Na micrografia da amostra, um eritrócito que havia sido invadido recentemente por um merozoíto pode ser visto. O merozoíto envolto pela membrana derivada da célula hospedeira pôde ser visto dentro do limite da hemácia. Na extremidade apical do merozoíto, as duas membranas que circundam a célula e quatro membranas empilhadas no ápice do merozoíto associadas a uma característica em forma de cogumelo elétron-denso eram claramente visíveis.
Dentro do citoplasma do merozoíto, um evento de fusão entre a membrana plasmática do merozoíto e uma vesícula multicamadas foi identificado. Em uma análise adicional de MET de uma lamela de 230 nanômetros de espessura, a morfologia típica de um merozoíto maduro tratado com E-64 foi observada.

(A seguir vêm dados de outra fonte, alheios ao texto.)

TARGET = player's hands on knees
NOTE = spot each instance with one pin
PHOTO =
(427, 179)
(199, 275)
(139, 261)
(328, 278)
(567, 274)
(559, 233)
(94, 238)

Dentro da membrana dos glóbulos vermelhos, a membrana plasmática do merozoíto pode ser vista com organelas como o complexo de membrana interna, anéis polares, micronêmicos, rópticas e o envelope nuclear.
A parte mais importante desta técnica é a otimização das grades para permitir a produção reprodutível e eficiente de lamelas finas. O desenvolvimento desta técnica permitirá aos pesquisadores visualizar moléculas de proteína única dentro de parasitas da malária e determinar seu papel na saída da malária.